The domains authorizer provides one a means to control which hostname's / site are permitted via ingress resources and to control those at a namespace level, ensuring pods from another namespace can't take over a URL from another hosted site. Namespaces are annotated with the policy-admission.acp.homeoffice.gov.uk/domains tag, which is a comma separated list of domains this namespace can create ingress resources for. This hostname's themselves may contain a single wildcard i.e. *.example.com

- Kube Cert Manager

This authorizer is fairly bespoke, it was added as a number of users were getting the configuration wrong and causing the kube cert manager to fail and hit Letsencrypt limits. The authorizer performs a series of checks against a ingress resource which has been labelled to consume certificates from Letencrypt. This is broken down depending on internal or external ingress ELB's.

For internal:

• we ensure it's not trying to use HTTP as the challenge and has selected dns.
• we ensure the domain name is hosted by us and thus kube-cert-manager can add the TXT record.

For External:

• we ensure the ingress is not attached to an internal ELB.
• we ensure the resource if using DNS the zone is hosted by us.
• we ensure if it's using HTTP that the hostname is a CNAME to our ingress ELB.

- Services

Services provides a means to control the kubernetes service types a namespace can use. In general we don't want anyone to be able to open NodePorts or LoadBalancer services. The authorizer takes the default configuration which is ClusterIP only and also reads the policy-admission.acp.homeoffice.gov.uk/services annotation from the namespace to see if anything else is permitted.

- Values

The values is generic authorizer used to match one or more attributes targeted via jsonpath and regex the values against a regexp. It can be used to enforce certain labels or annotation's i.e. a namespace must have a contact label etc. The configuration is as below

filter-on: Ingress
matches:
- path: metadata.annotations
  key-filter: ingress.kubernetes.io/provider
  value: ^http$
## OR on a namespace
filter-on: Namespace
matches:
- path: metadata.annotations
  key-filter: maintainers
  value: ^.*$
  required: true

- Toleration's & Taints

The current pod tolerations admission gave more headache then features so we combined the enforcement into an authorizer. The behaviors is as such.

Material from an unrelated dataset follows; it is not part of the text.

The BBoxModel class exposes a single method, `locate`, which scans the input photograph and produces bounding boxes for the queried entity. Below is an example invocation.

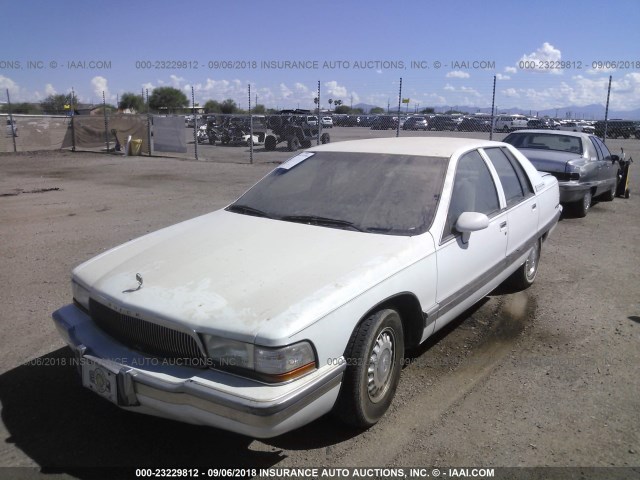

• Check the pod tolerations against the default whitelist defined in the configuration.
• If an annotation exists on the namespace, check the pod against the whitelist

The configuration for the authorizer is

// Config is the configuration for the taint authorizer
type Config struct {
	// IgnoreNamespaces is list of namespace to
	IgnoreNamespaces []string `yaml:"ignored-namespaces" json:"ignored-namespaces"`
	// DefaultWhitelist is default whitelist applied to all unless a namespace has one
	DefaultWhitelist []core.Toleration `yaml:"default-whitelist" json:"default-whitelist"`
}

An example configuration is;

ignored-namespaces:
- kube-admission
- kube-system
- logging
- sysdig-agent
default-whitelist:
- key: node.alpha.kubernetes.io/notReady
  operator: '*'
  value: '*'
  effect: '*'
- key: node.alpha.kubernetes.io/unreachable
  operator: '*'
  value: '*'
  effect: '*'
- key: dedicated
  operator: '*'
  value: backend
  effect: '*'
- key: dedicated
  operator: '*'
  value: liberal
  effect: '*'
- key: dedicated
  operator: '*'
  value: strict
  effect: '*'

For the namespace whitelist annotation the tolerations must be specified in json for:

apiVersion: v1
kind: Namespace
metadata:
  name: test
  annotations:
    policy-admission.acp.homeoffice.gov.uk/tolerations: |
      [
        {
          "key": "dedicated",
          "operator": "*",
          "value": "compute",
          "effect": "*"
        },
        {
          "key": "dedicated",
          "operator": "*",
          "value": "liberal",
          "effect": "*"
        },
        {
          "key": "dedicated",
          "operator": "*",
          "value": "strict",
          "effect": "*"
        }
      ]

Controller Name

You can alter the controller prefix by using the --controller-name option which sets the prefix for the annotations across all the authorizers.